Während das Bett meiner Eltern im Nebenzimmer laut gegen die Dielen stampfte, leckte ich mir das Blut von den Knöcheln. Die geronnenen Stückchen lösten sich im Mund auf und verwandelten meine Spucke in Sirup. Nachdem ich alles Blut heruntergeschluckt hatte, leckte ich weiter an meinen Händen. Ich riss mit den Zähnen an der Haut. Ich wollte mehr. Ich wollte immer mehr. (S.26-27)

Eine ländliche Gegend im südlichen Ohio. Dünnbesiedelt, wenig Arbeitsplätze. Hier leben die Abgehängten, die Außenseiter. Lebenswege, die nicht von Hoffnung und Zuversicht geprägt werden, sondern von Resignation, Ausweglosigkeit, Verwahrlosung und Gewalt. 18 Kurzgeschichten werden in „Knockemstiff“ zu einem Erzählband zusammengefasst, der von einem Ort der Düsternis und Depression berichtet.

Die Ortschaft Knockemstiff ist kein fiktiver Ort, sondern liegt im Süden Ohios Heute ist es mehr oder weniger eine Geisterstadt, doch Autor Donald Ray Pollock ist in Knockemstiff geboren und aufgewachsen.
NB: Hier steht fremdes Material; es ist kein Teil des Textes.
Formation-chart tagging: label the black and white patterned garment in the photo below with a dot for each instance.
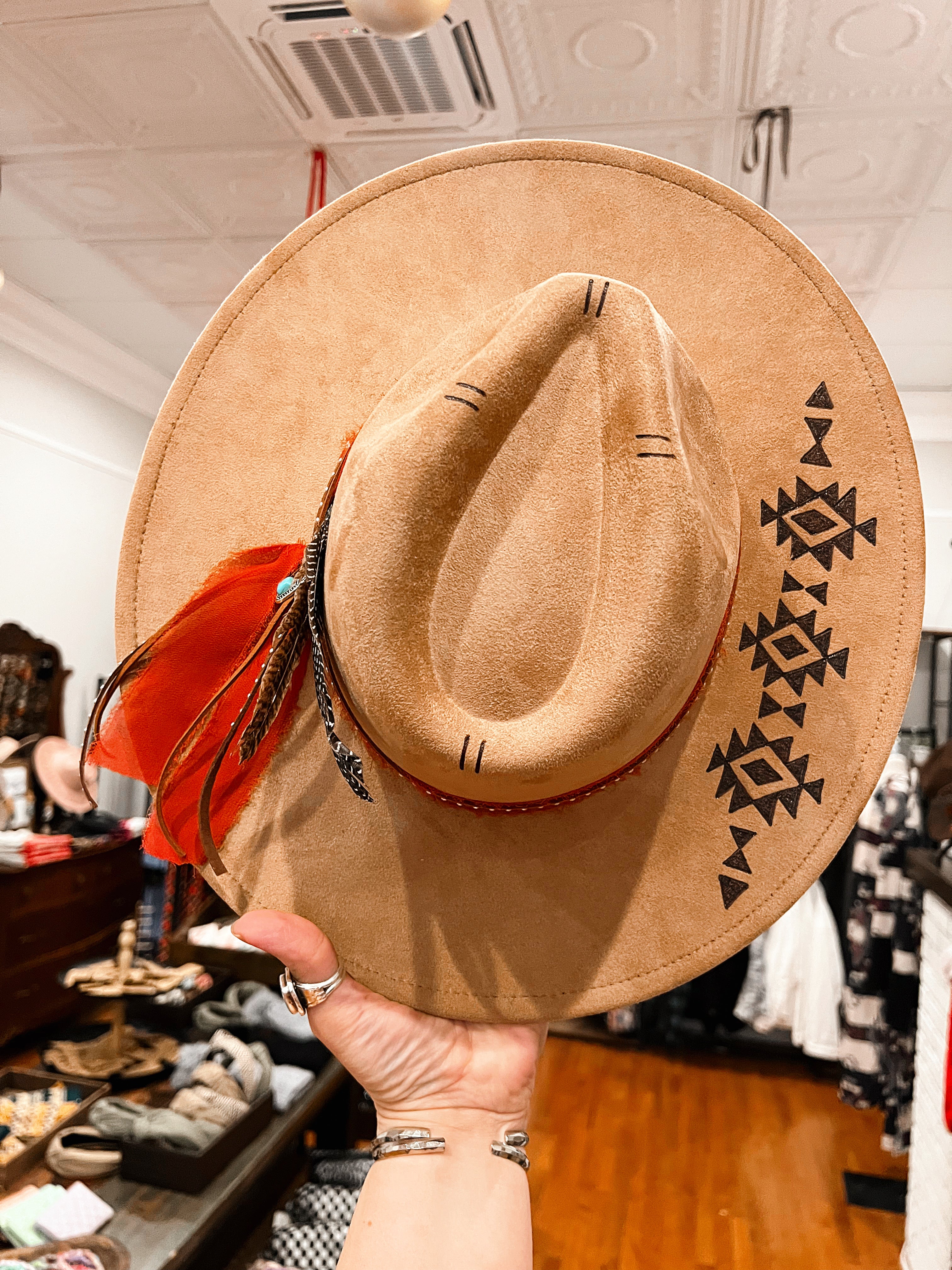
(308, 1248)
(309, 1233)
(884, 919)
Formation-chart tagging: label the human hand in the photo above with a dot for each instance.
(444, 1075)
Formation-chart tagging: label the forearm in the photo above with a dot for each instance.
(462, 1207)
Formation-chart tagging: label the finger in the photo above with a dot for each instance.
(304, 949)
(310, 957)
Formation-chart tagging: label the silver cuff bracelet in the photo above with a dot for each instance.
(299, 998)
(405, 1142)
(511, 1148)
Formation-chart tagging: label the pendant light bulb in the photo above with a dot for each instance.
(398, 20)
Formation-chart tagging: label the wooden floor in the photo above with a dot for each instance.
(662, 1163)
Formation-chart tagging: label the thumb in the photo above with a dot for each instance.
(305, 950)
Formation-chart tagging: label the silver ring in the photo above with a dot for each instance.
(299, 998)
(405, 1142)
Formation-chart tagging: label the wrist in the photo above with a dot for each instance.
(461, 1127)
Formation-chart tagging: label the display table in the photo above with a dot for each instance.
(55, 916)
(166, 1231)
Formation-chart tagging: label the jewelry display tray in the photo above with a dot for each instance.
(12, 1080)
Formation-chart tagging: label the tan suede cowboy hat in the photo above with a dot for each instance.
(612, 604)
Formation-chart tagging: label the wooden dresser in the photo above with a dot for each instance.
(54, 916)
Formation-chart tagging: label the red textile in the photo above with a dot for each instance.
(204, 646)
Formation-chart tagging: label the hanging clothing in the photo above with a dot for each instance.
(795, 977)
(884, 923)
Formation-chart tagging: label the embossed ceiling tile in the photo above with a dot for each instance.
(248, 252)
(941, 195)
(704, 144)
(63, 270)
(361, 163)
(843, 166)
(617, 61)
(912, 317)
(196, 318)
(857, 253)
(862, 301)
(184, 272)
(36, 113)
(21, 220)
(242, 193)
(926, 257)
(162, 78)
(98, 195)
(139, 327)
(26, 11)
(850, 53)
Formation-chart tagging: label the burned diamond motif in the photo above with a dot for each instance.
(791, 656)
(818, 523)
(790, 774)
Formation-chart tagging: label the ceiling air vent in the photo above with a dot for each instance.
(341, 82)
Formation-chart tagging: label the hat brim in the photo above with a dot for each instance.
(645, 884)
(53, 761)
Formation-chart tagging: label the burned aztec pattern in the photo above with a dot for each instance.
(794, 649)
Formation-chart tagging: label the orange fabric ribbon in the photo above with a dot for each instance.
(187, 663)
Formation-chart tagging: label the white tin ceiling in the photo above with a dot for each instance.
(146, 168)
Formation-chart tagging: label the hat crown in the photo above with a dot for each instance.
(534, 548)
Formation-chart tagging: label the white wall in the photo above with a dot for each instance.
(68, 463)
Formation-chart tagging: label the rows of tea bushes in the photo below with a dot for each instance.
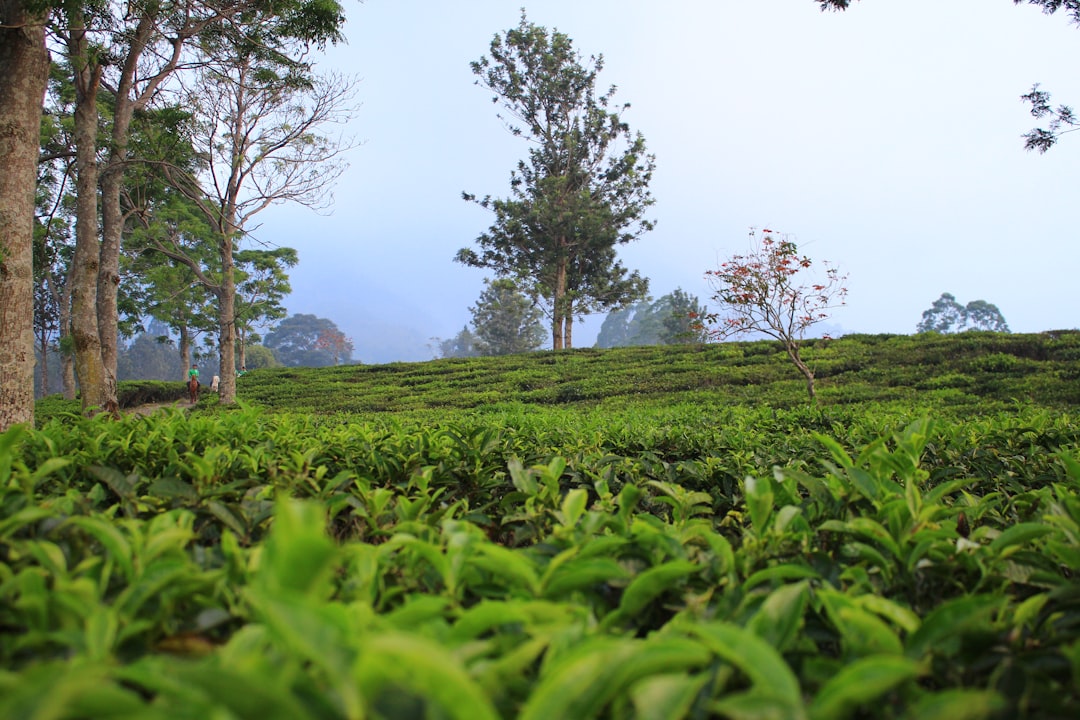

Ausgangspunkt für „Knockemstiff“ war übrigens die Kurzgeschichte „Bactine“, die Pollock bei der Literaturzeitschrift der Ohio State University einreichte. Dort war man von der Geschichte so begeistert, dass man Pollock überredete, sich für einen Creative-Writing-Kurs an der Uni einzuschreiben. Schließlich veröffentlichte er im Alter von 54 Jahren im Jahr 2008 „Knockemstiff“ als sein Debüt. Mit dieser Anthologie war Pollock direkt erfolgreich, er wurde mit Autoren wie Cormac McCarthy, Flannery O'Connor oder Sherwood Anderson verglichen. Zuletzt erschien im letzten Jahr sein Roman „Die himmlische Tafel“.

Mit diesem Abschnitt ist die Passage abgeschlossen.